MIDTOWNPC;448056 said:


> AESC - what flares do you have on your truck. I want some for my Red 2003. I love those! Hook me up with an online connection or the brand name. Thanks


I got those from summit racing. I had to wait a few days for them to come in when i ordered them. I love that place was there yesterday. only 10 minutes away. I left mine the stock black. i also hit my garage door and just sanded the marks out and looked good as new. My friend also had his painted to match his truck. the holes did not match perfect so i got self tapping screws and it looked much better than trying to match up the holes.

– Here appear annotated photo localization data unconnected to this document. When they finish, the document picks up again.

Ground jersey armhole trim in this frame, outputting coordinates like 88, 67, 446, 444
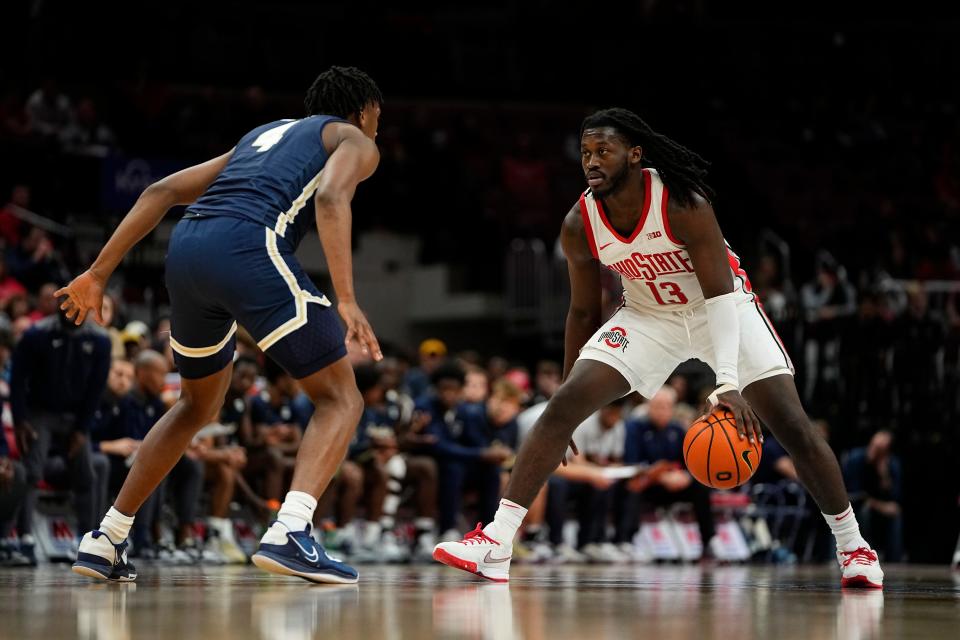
660, 183, 686, 247
579, 193, 599, 259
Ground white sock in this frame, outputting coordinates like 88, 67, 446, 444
823, 504, 866, 551
208, 517, 235, 542
481, 499, 528, 545
276, 491, 317, 532
362, 521, 382, 547
99, 507, 135, 542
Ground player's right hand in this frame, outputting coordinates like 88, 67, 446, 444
339, 300, 382, 361
713, 389, 763, 444
56, 270, 106, 326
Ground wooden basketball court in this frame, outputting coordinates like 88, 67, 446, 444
2, 564, 957, 639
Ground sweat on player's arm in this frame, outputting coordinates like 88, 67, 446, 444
667, 193, 762, 443
56, 149, 236, 326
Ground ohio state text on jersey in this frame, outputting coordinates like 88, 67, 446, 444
578, 168, 754, 311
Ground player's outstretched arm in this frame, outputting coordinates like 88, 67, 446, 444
57, 149, 234, 325
559, 203, 602, 381
314, 123, 382, 360
668, 195, 761, 442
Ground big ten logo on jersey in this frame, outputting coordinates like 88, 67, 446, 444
599, 326, 629, 351
647, 230, 662, 240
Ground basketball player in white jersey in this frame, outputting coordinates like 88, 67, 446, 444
433, 108, 883, 589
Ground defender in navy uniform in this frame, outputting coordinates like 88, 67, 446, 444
59, 67, 383, 583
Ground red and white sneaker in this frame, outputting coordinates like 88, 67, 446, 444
432, 523, 511, 583
837, 546, 884, 589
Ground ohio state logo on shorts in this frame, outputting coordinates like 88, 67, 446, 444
599, 326, 629, 351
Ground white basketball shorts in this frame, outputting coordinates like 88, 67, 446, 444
578, 299, 794, 398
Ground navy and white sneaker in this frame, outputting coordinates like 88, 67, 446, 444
252, 522, 358, 584
72, 530, 137, 582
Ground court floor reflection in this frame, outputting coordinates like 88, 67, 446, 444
0, 564, 956, 640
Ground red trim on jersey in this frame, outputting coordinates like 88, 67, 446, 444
595, 169, 652, 244
726, 247, 755, 296
660, 182, 684, 245
579, 193, 599, 259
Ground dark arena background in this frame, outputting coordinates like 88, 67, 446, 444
1, 3, 959, 639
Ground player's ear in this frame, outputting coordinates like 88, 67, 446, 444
630, 145, 643, 165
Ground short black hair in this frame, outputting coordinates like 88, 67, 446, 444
304, 66, 383, 119
431, 361, 465, 387
581, 107, 714, 206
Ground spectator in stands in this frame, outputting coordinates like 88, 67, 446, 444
842, 430, 903, 562
892, 284, 945, 423
25, 77, 72, 139
485, 379, 523, 455
751, 434, 798, 485
665, 374, 699, 428
99, 294, 125, 358
89, 357, 135, 532
342, 364, 405, 560
621, 387, 715, 553
219, 356, 278, 524
0, 184, 30, 248
547, 399, 627, 562
531, 360, 561, 405
376, 356, 415, 425
92, 350, 204, 560
119, 320, 150, 360
0, 256, 26, 308
0, 419, 27, 559
27, 283, 58, 321
11, 312, 111, 565
512, 400, 616, 564
799, 251, 857, 406
405, 338, 448, 400
59, 97, 116, 157
6, 227, 64, 291
244, 359, 307, 503
486, 355, 509, 383
463, 365, 489, 403
502, 367, 533, 406
416, 361, 511, 539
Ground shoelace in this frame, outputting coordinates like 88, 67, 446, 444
841, 547, 878, 567
461, 523, 500, 546
290, 530, 343, 563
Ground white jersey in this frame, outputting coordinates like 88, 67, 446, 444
578, 168, 754, 312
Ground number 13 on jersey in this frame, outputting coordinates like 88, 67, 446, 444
645, 281, 688, 305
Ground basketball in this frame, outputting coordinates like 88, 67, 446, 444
683, 408, 762, 489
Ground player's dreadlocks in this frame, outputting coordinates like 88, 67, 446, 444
304, 66, 383, 119
581, 108, 714, 205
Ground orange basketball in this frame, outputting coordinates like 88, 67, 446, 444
683, 408, 762, 489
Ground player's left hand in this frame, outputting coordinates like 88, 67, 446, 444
714, 389, 763, 444
560, 439, 579, 467
56, 270, 106, 326
339, 300, 382, 361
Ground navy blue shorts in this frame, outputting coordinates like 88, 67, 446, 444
165, 215, 346, 379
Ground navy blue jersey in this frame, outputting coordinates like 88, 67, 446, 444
187, 115, 345, 249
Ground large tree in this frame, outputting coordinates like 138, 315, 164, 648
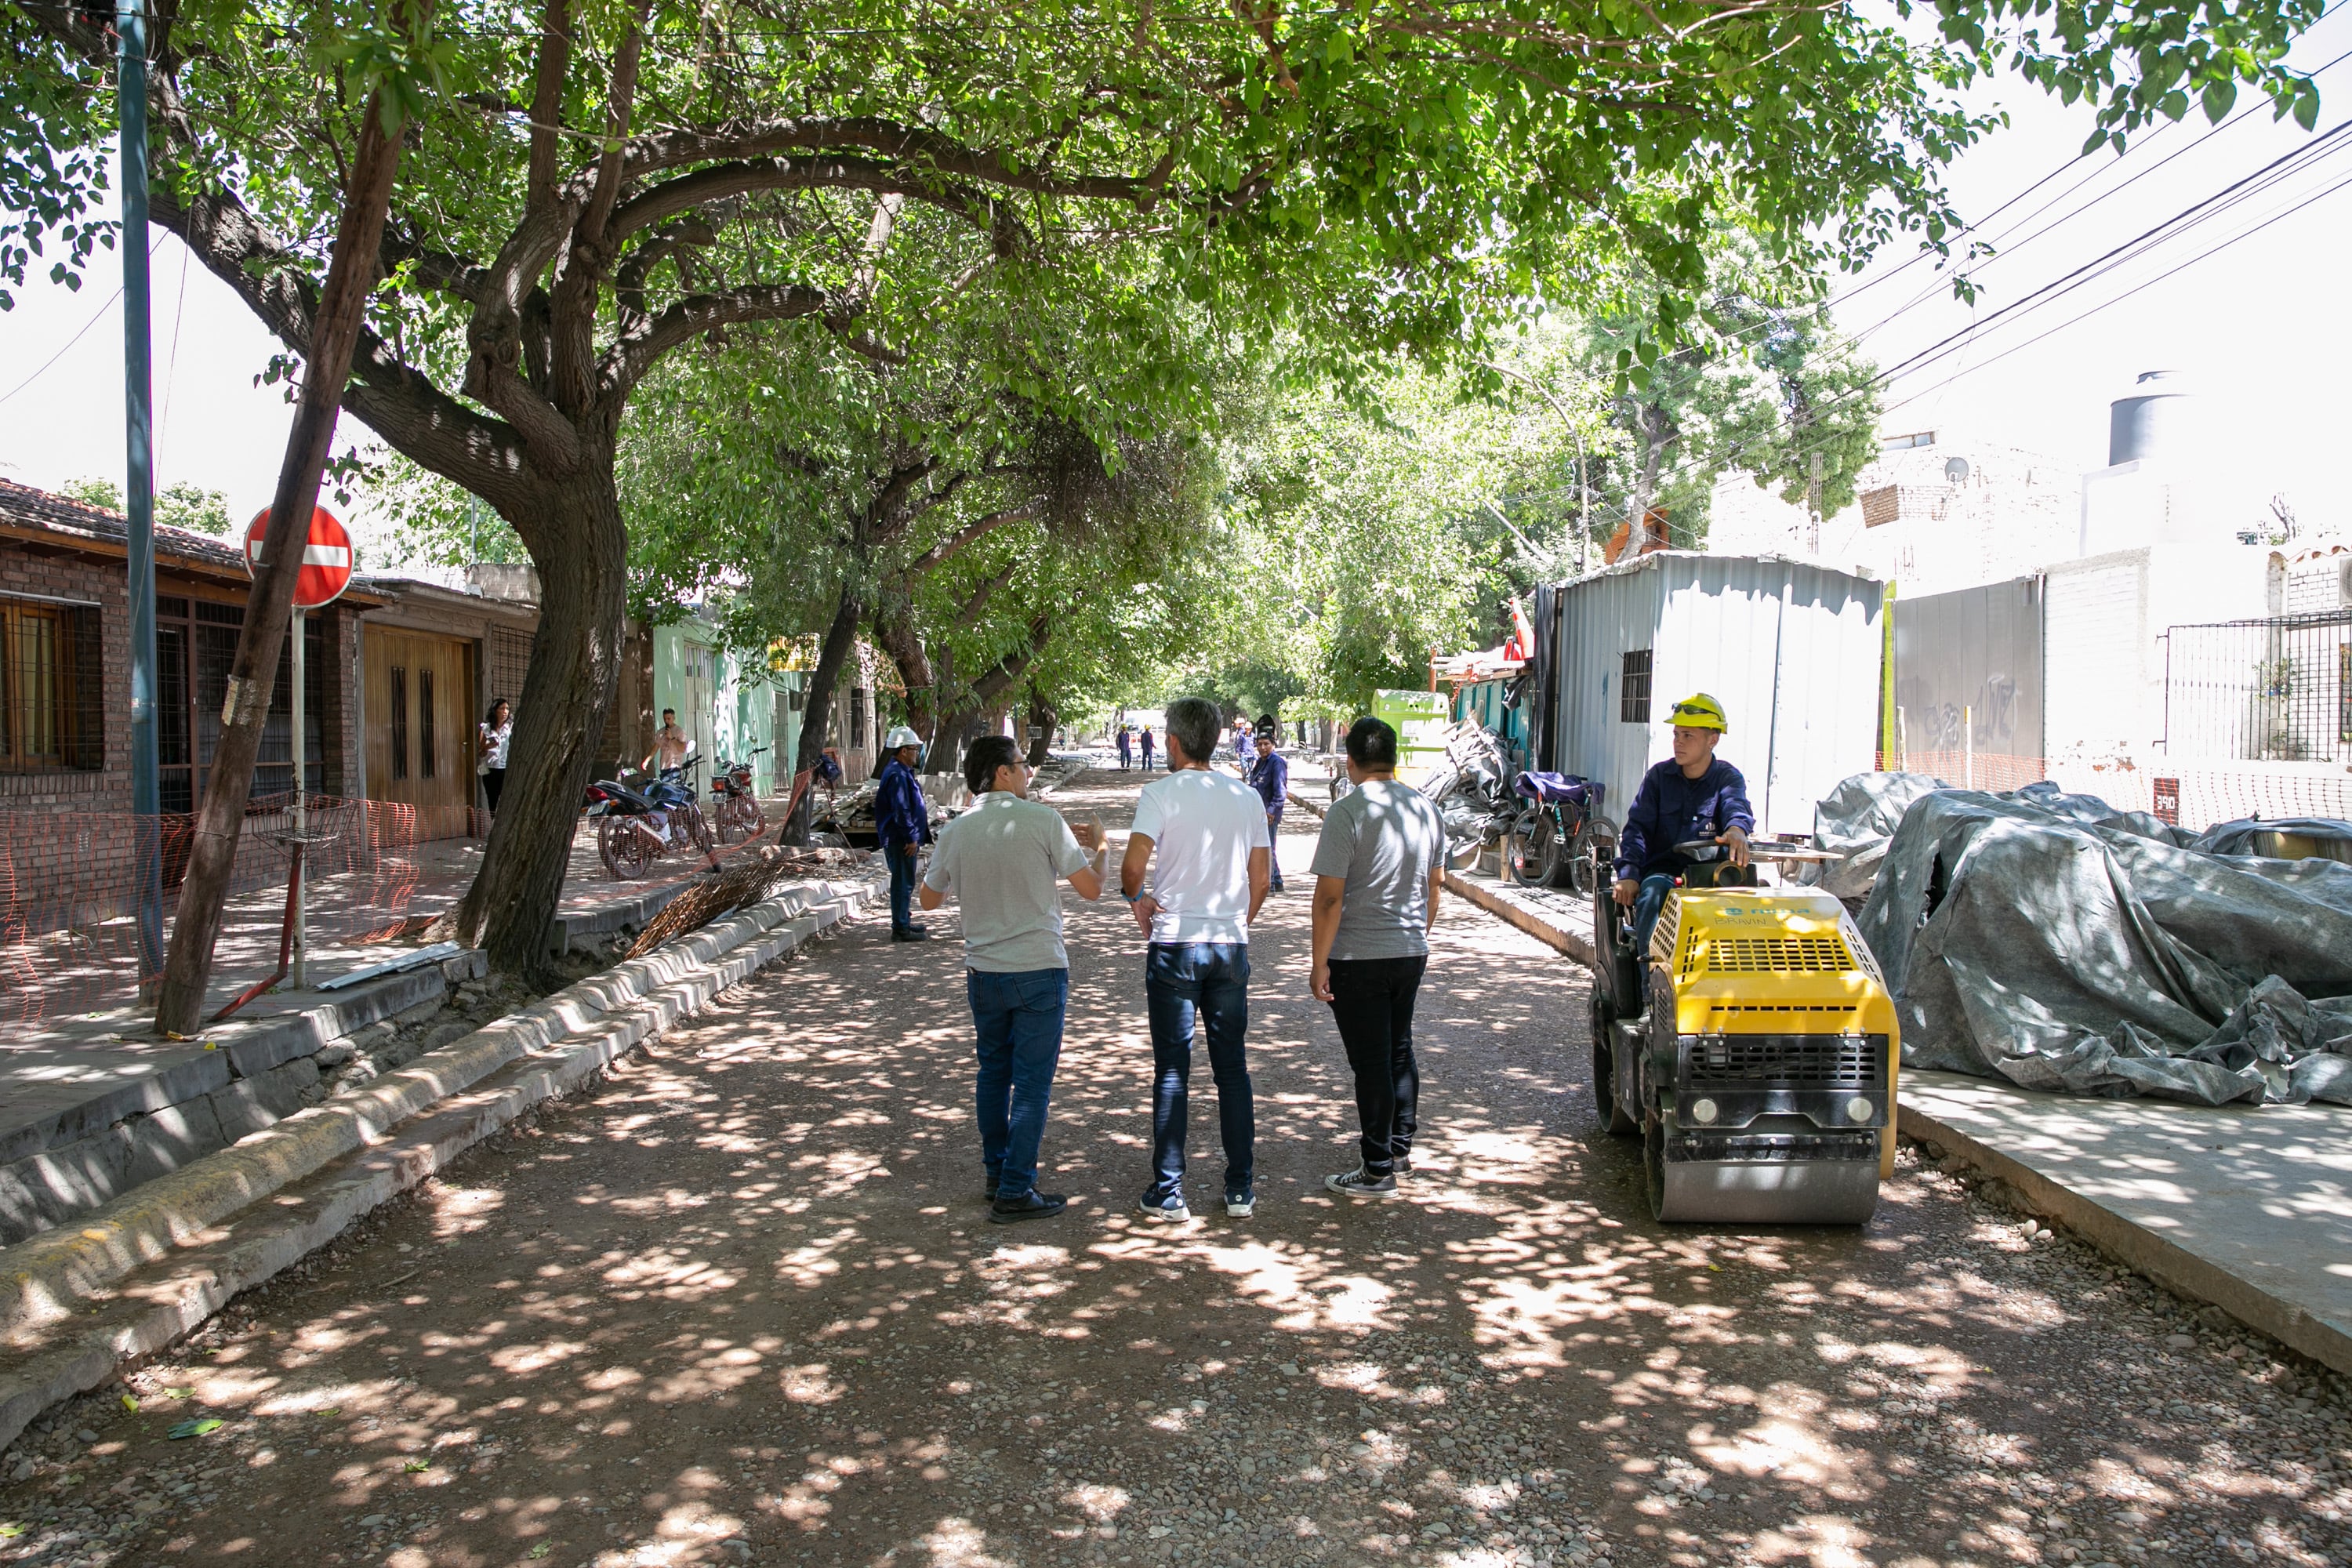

http://store.summitracing.com/partd...907801+4294924385+4294919734+115&autoview=sku.


----------



## blk90s13 (Sep 1, 2005)

TEX;448097 said:


> great trucks everyone lets ceep them coming. ill have some of mine soon.
> 
> blk90s13- are you getting a smarty or the smarty jr?


the JR is only for 03-07

http://www.dieselpowerproducts.com/Dodge_Smarty.php


----------



## g.moore (Oct 10, 2006)

Got my '96 12V with 158K on it and just turned 180K today. Wouldn't trade for a new one, hell, wouldn't trade it for 2 new ones. New 450HP Val Air clutch, dropped in a #0 Torque Plate now I'm planning on just disconnecting the AFC altogethor when it warms up a bit. Love the 12V diesel rattle with the straight pipes and K&N on the turbo. Neighbors tell me they can hear me coming from around 1/4 mile away. And the 20 MPG doesn't hurt either


----------



## BlueRam2500 (Jan 15, 2005)

I don't have a FP gauge either, but I do know that the FASS pump is so much better than stock. Truck seems to get up and go a little better now.


----------



## TEX (Nov 24, 2003)

heres a lil snow run for ya


----------



## 92XT (Nov 30, 2007)

I Seen One Pass By ....i Was Goin 88m.p.h.


----------



## Wicked500R (Sep 6, 2007)

MIDTOWNPC;448032 said:


> 2001 CTD Sport, Leather, Loaded, Toyo Tires, Hypertech Chip, Western Plow, Western Tornado Sander, Back up lights, Dash mounted everything.
> 
> 320 000kms, All Plowing, All towing, Transmission service every year, NEVER REBUILT!!!
> No one else drives this truck.
> ...


When you load up that Tornado, Does it pull a wheelie? LOL


----------



## jonw440 (Dec 26, 2002)

Heres mine the day I brought my Boss home.


I have LineX bed liner, Truxedo bed cover, Autometer Pyro,tranny temp and boost gauges, Quadzilla standard box (30,60 100hp) just ordered Mopar winter front.
I am getting 17 MPG. I removed the silencer ring and gutted the intake so the turbo really whistles now!
I want to add 6" stacks next summer.


----------



## TEX (Nov 24, 2003)

some nice trucks.


----------